2. Beat butter and cream cheese together; stir in flour.
3. Cover and chill for 1 hour or until easy to handle.
4. Shape dough into 24 1-inch balls and press each ball into bottom and sides of ungreased mini (1-3/4 inch) muffin cups.
5. Fill each with 1 rounded teaspoonful of filling.
6. Bake for 25-30 minutes. Cool a bit before removing from pans to cool completely on wire racks. (You can use the tip of a sharp knife to coax the cookies out of the pans.)

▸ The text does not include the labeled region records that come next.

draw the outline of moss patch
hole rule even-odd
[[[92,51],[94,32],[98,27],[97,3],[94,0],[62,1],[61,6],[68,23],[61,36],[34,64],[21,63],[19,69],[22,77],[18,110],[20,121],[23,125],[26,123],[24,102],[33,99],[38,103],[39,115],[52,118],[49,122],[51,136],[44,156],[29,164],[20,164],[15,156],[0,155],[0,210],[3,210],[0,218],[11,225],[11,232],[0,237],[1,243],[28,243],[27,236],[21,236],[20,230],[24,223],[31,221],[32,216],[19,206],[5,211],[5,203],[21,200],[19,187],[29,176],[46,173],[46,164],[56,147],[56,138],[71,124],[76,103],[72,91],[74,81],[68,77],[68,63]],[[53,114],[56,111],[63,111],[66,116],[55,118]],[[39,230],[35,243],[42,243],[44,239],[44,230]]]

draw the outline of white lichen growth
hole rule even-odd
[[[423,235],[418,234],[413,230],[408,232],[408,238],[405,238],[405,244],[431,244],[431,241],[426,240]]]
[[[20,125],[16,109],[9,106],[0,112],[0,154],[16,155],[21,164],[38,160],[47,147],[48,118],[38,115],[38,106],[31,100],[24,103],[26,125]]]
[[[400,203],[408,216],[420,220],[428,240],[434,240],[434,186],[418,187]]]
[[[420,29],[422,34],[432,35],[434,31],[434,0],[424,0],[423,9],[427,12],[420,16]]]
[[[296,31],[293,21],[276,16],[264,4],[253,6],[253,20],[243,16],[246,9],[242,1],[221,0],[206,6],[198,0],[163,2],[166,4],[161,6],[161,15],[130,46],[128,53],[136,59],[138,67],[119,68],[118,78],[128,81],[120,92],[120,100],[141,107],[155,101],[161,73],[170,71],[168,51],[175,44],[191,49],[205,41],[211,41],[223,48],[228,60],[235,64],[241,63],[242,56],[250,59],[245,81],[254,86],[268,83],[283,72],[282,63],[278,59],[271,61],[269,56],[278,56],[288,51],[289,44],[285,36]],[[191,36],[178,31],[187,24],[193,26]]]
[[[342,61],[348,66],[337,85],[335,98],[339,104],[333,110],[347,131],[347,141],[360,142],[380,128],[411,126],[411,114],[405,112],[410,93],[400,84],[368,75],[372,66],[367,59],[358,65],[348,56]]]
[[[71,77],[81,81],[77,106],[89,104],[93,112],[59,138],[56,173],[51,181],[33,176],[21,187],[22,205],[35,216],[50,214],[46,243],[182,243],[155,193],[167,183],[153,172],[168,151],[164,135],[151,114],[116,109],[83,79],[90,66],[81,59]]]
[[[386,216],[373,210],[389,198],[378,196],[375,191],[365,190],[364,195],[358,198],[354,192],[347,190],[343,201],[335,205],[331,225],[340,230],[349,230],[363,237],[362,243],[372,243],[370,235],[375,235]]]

Pecan Filling: Beat 1 egg, 3/4 cup packed brown sugar, 1 TBSP melted butter or margarine, and 1 tsp. vanilla. Stir in 1/2 cup coarsely chopped pecans.

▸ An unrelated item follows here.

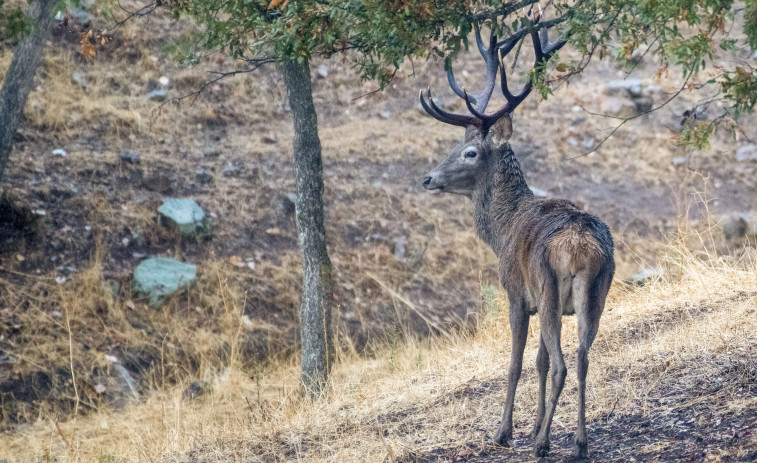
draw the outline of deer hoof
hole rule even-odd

Yum–I think these are going on my Christmas baking list for this year. Right after I finish my bourbon ;-)
Our fav non-holiday cookie is Oatmeal Crisps and our fav holiday treat is fruitcake (not the kind with citron and other yukkies, true Southern fruitcake).
Daddy Senior suggested that we combine the two: Oatmeal Crisps (recipe from BHG) with an extra egg, candied cherries, candied pineapple, shredded coconut, golden raisins and lots of nuts added. Scruptious.
Welcome, Nell Jean! I have to track down the Oatmeal Crisp recipe to try your new and improved version–sounds divine. Do you know if there’s a link to the recipe somewhere?? And what’s a true southern fruitcake, for us northern-types?